After several trips to Norway in different seasons, there was one region in particular that was still on my travel bucket list for years: the Lofoten Islands.

This region of Norway above the Arctic Circle is known for its colorful fishing villages and dramatic mountains-meet-the-sea scenery. And I finally made it there! In fact, I planned an entire trip to Norway around visiting the Lofoten Islands with my husband, Elliot.

Henningsvaer soccer field from the air
Henningsvaer's football stadium from the air
Famous Lofoten Islands view of red cabins in Hamnoy
The famous Lofoten Islands view!

Our time in the Lofoten Islands was equal parts incredible and challenging. Incredible because it's truly a beautiful part of the world, but challenging because the wild weather prevented our expectations from fully living up to reality.

You'll see a lot of photos online from the Lofoten Islands either showing off snowy landscapes and breathtaking skies filled with Northern Lights, or bright summer sunshine turning clear water turquoise. But in reality, you might experience neither and both of those things in the span of a day.

If you're planning a bucket list trip to the Lofoten Islands yourself, here are the things (weather-related and not) that you need to know before you go.

Snowy mountains in the Lofoten Islands
Might you see snow in June? Yeah, it's possible.

When to visit the Lofoten Islands

First things first: when should you visit the Lofoten Islands?
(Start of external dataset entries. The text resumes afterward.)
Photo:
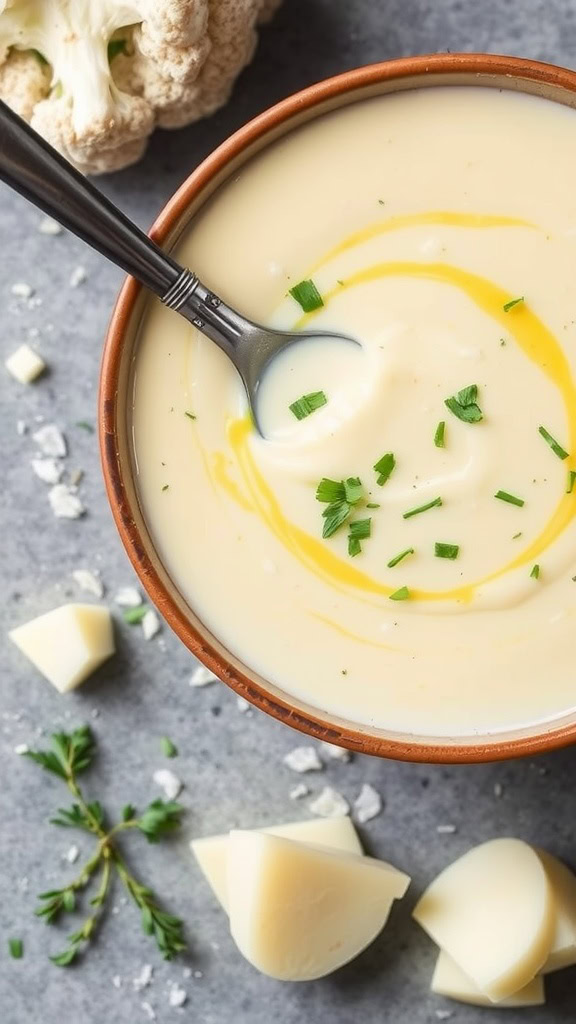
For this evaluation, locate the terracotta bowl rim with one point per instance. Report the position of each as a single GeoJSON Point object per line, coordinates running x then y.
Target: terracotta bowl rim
{"type": "Point", "coordinates": [492, 748]}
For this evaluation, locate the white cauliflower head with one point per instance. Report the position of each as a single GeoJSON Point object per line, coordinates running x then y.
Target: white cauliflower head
{"type": "Point", "coordinates": [95, 78]}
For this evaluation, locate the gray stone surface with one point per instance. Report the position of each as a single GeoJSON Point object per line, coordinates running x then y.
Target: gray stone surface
{"type": "Point", "coordinates": [230, 761]}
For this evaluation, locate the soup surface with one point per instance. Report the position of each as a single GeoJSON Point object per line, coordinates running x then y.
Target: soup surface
{"type": "Point", "coordinates": [439, 227]}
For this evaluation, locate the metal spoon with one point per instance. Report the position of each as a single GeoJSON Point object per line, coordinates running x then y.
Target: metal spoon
{"type": "Point", "coordinates": [36, 170]}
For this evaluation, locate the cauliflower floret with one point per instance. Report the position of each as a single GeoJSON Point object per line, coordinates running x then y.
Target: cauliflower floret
{"type": "Point", "coordinates": [116, 69]}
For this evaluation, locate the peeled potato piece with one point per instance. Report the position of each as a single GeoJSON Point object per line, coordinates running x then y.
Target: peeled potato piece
{"type": "Point", "coordinates": [563, 950]}
{"type": "Point", "coordinates": [493, 912]}
{"type": "Point", "coordinates": [211, 853]}
{"type": "Point", "coordinates": [298, 911]}
{"type": "Point", "coordinates": [450, 981]}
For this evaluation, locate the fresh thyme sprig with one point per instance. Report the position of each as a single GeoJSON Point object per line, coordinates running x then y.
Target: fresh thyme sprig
{"type": "Point", "coordinates": [71, 755]}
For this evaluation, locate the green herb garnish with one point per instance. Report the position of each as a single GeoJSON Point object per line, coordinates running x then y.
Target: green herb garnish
{"type": "Point", "coordinates": [384, 468]}
{"type": "Point", "coordinates": [446, 550]}
{"type": "Point", "coordinates": [512, 302]}
{"type": "Point", "coordinates": [306, 295]}
{"type": "Point", "coordinates": [557, 449]}
{"type": "Point", "coordinates": [169, 749]}
{"type": "Point", "coordinates": [510, 499]}
{"type": "Point", "coordinates": [440, 432]}
{"type": "Point", "coordinates": [398, 558]}
{"type": "Point", "coordinates": [72, 754]}
{"type": "Point", "coordinates": [422, 508]}
{"type": "Point", "coordinates": [307, 403]}
{"type": "Point", "coordinates": [15, 947]}
{"type": "Point", "coordinates": [464, 406]}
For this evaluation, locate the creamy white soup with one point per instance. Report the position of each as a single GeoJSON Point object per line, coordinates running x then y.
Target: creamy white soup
{"type": "Point", "coordinates": [438, 459]}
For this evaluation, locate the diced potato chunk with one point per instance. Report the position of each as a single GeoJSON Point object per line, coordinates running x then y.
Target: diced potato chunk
{"type": "Point", "coordinates": [298, 911]}
{"type": "Point", "coordinates": [67, 644]}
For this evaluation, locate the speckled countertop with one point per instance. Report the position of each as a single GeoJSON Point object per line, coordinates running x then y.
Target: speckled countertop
{"type": "Point", "coordinates": [231, 760]}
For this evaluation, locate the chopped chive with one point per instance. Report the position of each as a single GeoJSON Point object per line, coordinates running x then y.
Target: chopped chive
{"type": "Point", "coordinates": [422, 508]}
{"type": "Point", "coordinates": [384, 467]}
{"type": "Point", "coordinates": [440, 432]}
{"type": "Point", "coordinates": [557, 449]}
{"type": "Point", "coordinates": [306, 295]}
{"type": "Point", "coordinates": [510, 499]}
{"type": "Point", "coordinates": [512, 302]}
{"type": "Point", "coordinates": [169, 749]}
{"type": "Point", "coordinates": [307, 403]}
{"type": "Point", "coordinates": [398, 558]}
{"type": "Point", "coordinates": [134, 615]}
{"type": "Point", "coordinates": [446, 550]}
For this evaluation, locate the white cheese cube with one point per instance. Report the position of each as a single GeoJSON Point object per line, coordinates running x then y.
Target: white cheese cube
{"type": "Point", "coordinates": [67, 644]}
{"type": "Point", "coordinates": [450, 981]}
{"type": "Point", "coordinates": [211, 853]}
{"type": "Point", "coordinates": [493, 912]}
{"type": "Point", "coordinates": [25, 365]}
{"type": "Point", "coordinates": [298, 911]}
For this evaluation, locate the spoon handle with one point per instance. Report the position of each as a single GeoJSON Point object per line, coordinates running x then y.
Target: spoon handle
{"type": "Point", "coordinates": [32, 167]}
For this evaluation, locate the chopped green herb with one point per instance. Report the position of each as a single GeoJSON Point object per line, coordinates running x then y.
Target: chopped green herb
{"type": "Point", "coordinates": [557, 449]}
{"type": "Point", "coordinates": [440, 432]}
{"type": "Point", "coordinates": [169, 749]}
{"type": "Point", "coordinates": [464, 406]}
{"type": "Point", "coordinates": [384, 468]}
{"type": "Point", "coordinates": [512, 302]}
{"type": "Point", "coordinates": [398, 558]}
{"type": "Point", "coordinates": [16, 948]}
{"type": "Point", "coordinates": [307, 403]}
{"type": "Point", "coordinates": [306, 295]}
{"type": "Point", "coordinates": [422, 508]}
{"type": "Point", "coordinates": [510, 499]}
{"type": "Point", "coordinates": [446, 550]}
{"type": "Point", "coordinates": [134, 615]}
You can technically visit this part of Norway year-round, but the experience is very different depending on when you go. Winter in the Lofotens can be magical with snowy landscapes and dancing Northern Lights, while summer is characterized by turquoise waters and the Midnight Sun.

Visiting in winter is challenging, however. Roads get snowy and icy, and you won't find as many attractions and restaurants open, as this is a part of Norway that's pretty seasonal in terms of tourism.
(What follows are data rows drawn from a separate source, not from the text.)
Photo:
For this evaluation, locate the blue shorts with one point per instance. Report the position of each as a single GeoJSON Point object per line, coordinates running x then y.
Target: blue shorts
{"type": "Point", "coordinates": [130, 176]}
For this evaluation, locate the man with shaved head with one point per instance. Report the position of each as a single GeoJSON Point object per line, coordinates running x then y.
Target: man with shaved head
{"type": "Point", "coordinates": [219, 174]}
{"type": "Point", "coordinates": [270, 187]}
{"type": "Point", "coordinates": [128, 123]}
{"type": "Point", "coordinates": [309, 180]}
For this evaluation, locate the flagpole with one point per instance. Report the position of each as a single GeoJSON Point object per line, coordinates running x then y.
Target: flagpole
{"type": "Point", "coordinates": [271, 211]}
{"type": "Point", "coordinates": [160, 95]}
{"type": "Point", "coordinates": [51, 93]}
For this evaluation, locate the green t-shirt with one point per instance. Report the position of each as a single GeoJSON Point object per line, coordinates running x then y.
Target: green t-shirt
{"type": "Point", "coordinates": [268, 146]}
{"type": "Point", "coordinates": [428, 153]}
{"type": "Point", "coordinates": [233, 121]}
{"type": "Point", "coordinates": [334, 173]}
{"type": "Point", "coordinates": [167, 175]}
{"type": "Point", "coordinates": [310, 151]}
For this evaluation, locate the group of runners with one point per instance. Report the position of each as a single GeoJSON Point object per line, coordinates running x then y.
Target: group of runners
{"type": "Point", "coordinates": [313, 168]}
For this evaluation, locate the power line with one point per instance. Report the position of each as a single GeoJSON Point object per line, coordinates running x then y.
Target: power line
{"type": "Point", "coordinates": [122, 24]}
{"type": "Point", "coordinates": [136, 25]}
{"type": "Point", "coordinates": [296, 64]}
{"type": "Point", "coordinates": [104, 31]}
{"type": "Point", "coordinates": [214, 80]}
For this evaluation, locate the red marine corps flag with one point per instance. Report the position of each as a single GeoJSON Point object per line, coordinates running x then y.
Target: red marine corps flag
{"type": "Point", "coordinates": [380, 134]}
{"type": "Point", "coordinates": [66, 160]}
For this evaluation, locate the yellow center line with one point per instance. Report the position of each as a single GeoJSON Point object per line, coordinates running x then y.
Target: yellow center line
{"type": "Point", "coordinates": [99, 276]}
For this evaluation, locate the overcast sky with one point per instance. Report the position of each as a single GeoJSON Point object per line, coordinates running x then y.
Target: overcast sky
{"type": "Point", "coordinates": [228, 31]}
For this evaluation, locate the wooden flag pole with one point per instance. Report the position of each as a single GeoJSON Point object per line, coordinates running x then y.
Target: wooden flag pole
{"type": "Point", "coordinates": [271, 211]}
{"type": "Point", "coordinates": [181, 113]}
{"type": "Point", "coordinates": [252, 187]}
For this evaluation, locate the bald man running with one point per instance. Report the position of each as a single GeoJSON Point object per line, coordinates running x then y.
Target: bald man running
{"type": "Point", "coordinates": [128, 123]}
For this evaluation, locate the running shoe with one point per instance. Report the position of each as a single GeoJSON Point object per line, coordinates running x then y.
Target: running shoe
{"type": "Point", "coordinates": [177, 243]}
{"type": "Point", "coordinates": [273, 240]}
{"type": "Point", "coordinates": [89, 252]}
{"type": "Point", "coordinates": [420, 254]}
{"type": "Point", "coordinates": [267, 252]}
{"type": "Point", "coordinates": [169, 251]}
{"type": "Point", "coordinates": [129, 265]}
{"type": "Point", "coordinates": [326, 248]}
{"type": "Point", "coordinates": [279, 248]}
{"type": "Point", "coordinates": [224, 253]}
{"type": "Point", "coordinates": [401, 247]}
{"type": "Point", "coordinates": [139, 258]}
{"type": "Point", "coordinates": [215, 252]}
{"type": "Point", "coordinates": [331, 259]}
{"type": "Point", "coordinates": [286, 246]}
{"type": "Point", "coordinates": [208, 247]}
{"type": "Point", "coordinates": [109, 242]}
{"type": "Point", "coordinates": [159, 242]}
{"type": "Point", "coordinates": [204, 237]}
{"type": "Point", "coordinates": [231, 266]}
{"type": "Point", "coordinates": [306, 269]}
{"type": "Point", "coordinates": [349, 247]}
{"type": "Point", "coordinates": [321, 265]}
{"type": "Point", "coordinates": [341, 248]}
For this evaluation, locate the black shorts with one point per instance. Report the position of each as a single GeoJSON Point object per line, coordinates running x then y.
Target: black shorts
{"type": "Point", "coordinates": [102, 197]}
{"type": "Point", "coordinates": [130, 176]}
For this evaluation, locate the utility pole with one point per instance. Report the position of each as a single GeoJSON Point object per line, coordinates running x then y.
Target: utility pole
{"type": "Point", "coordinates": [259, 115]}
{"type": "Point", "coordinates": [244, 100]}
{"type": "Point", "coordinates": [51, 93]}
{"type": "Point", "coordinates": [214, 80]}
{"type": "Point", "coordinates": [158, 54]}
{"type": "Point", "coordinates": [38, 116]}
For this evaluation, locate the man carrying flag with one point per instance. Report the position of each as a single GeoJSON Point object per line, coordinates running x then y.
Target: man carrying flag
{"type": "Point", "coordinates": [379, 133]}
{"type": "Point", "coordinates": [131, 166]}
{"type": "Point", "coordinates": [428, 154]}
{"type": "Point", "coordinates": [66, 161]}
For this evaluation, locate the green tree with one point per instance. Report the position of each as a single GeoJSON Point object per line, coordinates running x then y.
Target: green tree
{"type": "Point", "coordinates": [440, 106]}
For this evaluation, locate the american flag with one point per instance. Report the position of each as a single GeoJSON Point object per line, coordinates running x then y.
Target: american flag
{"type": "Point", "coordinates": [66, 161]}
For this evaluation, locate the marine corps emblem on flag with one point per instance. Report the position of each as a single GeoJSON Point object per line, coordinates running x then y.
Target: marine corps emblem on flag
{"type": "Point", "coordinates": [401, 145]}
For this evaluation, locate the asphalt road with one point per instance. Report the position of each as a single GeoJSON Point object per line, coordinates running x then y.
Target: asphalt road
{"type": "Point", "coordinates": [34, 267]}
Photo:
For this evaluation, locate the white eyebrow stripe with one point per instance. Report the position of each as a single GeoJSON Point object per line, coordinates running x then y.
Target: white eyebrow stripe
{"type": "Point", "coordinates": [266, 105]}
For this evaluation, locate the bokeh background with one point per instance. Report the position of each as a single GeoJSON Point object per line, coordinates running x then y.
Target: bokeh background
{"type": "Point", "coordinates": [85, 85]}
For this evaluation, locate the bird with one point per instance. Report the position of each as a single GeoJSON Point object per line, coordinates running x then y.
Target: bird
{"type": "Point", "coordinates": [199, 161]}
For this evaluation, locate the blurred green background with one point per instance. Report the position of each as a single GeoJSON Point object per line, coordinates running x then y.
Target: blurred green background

I therefore recommend visiting in late spring into summer, when you have a much better chance of nicer weather and things being open. Most of my tips below assume that you'll be visiting from May-September!
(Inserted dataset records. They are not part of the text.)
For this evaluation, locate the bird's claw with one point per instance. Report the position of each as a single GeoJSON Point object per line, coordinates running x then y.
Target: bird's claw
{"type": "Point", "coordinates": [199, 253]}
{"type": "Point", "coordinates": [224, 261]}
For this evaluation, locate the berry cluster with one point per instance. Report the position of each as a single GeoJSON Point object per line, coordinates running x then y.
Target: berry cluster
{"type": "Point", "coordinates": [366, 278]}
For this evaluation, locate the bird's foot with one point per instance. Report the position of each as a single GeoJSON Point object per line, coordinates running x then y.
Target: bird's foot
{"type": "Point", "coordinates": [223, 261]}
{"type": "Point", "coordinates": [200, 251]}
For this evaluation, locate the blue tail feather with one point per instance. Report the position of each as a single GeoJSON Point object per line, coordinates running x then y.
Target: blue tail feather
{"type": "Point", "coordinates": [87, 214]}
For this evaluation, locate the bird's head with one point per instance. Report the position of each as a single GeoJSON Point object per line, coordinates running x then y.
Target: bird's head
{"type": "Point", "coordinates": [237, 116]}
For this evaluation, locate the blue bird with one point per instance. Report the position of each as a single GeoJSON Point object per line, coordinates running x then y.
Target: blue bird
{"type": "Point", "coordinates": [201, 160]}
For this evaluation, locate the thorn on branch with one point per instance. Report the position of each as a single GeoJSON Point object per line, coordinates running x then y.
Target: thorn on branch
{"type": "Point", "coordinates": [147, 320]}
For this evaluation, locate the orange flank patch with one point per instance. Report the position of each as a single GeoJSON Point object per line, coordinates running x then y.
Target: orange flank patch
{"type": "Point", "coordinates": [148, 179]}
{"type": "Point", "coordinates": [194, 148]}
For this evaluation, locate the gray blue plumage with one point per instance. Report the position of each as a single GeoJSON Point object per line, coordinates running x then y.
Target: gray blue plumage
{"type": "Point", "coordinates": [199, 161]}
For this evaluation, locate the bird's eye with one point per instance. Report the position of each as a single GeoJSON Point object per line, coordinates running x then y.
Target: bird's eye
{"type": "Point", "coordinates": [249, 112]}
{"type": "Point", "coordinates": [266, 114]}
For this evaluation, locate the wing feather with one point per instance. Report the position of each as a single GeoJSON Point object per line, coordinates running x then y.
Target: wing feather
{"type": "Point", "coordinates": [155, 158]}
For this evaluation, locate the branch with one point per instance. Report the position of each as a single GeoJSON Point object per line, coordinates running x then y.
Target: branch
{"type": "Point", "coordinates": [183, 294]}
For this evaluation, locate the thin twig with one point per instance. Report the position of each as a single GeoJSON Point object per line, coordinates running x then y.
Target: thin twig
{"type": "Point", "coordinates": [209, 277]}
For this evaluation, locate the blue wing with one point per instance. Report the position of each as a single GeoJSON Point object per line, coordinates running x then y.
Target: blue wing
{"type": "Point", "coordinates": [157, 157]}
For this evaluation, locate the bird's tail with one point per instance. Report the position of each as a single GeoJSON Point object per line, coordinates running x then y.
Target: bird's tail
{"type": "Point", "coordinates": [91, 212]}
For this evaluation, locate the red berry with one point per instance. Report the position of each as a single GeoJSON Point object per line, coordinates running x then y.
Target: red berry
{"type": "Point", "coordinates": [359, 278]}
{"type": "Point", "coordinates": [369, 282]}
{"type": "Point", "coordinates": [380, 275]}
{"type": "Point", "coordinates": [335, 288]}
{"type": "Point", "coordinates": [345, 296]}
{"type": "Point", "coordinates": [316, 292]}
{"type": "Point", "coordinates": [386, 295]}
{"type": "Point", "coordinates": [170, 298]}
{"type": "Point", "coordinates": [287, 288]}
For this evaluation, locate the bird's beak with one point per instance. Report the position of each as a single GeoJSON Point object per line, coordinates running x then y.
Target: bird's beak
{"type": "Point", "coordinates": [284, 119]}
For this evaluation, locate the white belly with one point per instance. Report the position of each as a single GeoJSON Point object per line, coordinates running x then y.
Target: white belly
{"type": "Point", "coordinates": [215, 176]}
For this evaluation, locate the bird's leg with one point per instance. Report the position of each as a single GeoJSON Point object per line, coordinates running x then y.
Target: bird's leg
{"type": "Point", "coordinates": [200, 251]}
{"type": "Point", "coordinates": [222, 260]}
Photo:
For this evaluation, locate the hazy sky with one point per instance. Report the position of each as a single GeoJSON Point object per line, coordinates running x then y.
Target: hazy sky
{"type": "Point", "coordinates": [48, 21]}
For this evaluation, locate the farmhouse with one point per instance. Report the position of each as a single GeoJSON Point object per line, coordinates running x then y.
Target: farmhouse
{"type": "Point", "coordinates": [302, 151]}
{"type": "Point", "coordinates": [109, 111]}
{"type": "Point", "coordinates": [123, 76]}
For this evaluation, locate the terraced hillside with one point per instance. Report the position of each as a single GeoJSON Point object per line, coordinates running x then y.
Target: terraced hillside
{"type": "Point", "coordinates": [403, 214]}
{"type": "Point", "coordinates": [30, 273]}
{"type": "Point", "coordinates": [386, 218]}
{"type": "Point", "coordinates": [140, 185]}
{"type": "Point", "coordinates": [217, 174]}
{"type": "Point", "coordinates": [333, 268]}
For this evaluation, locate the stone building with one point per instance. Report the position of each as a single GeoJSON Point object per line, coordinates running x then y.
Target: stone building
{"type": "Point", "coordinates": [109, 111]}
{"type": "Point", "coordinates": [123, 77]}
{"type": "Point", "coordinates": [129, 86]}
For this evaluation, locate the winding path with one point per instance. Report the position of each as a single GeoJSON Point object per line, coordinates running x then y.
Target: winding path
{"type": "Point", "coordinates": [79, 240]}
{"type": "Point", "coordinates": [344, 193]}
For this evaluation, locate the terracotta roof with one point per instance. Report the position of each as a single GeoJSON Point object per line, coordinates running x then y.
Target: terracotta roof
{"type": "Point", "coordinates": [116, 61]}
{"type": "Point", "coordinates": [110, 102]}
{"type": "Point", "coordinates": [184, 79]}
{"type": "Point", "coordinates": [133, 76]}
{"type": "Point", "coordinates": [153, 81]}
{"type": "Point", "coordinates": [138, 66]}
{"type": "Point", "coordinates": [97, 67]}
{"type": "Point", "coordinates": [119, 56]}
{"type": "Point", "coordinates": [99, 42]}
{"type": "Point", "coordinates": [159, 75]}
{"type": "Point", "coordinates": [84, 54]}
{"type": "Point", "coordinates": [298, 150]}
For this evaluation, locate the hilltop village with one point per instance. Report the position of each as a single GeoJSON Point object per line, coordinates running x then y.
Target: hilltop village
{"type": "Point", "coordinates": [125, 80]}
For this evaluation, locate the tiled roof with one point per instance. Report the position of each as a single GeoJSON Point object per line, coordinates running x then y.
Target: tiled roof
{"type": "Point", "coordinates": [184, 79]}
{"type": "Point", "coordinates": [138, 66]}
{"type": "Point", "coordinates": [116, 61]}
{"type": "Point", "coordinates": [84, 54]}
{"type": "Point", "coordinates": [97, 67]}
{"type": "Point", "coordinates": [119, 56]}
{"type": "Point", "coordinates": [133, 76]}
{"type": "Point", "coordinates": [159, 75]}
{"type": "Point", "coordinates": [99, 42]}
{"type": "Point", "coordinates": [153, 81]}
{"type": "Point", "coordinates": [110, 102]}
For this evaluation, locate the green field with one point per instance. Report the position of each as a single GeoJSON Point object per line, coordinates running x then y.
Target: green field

Town and snowy mountain in Reine, Norway
Photo taken on June 1 in Reine

Lofoten Islands quick guide

Lofoten Islands: Things to know before you go

1. The Lofoten Islands are above the Arctic Circle

The Lofoten Islands are waaaay up north in Norway – above the Arctic Circle, in fact, in the Norwegian region of Nordland. Because they're above the Arctic Circle, this means that the islands experience Polar Night in the winter and the Midnight Sun in the summer.

Since I recommend visiting these islands in summer, you should know that roughly from the end of May through mid-July, the sun will not set at all in the Lofoten Islands. The Midnight Sun will be shining bright 24 hours a day – so I definitely recommend packing an eye mask for hotel rooms or cottages that might not have full black-out curtains. (I like this eye mask personally.)

Midnight Sun in Hamnoy, Norway
Photo taken in late May on a stormy night near midnight

2. They're remote – but not that remote

The Lofoten Islands are an archipelago made up of 7 main islands characterized by towering, wall-like mountains and small fishing villages. And while one of the most popular ways to reach the islands in the summer months is by ferry (from Bodø to Moskenes), you don't *have* to arrive by water.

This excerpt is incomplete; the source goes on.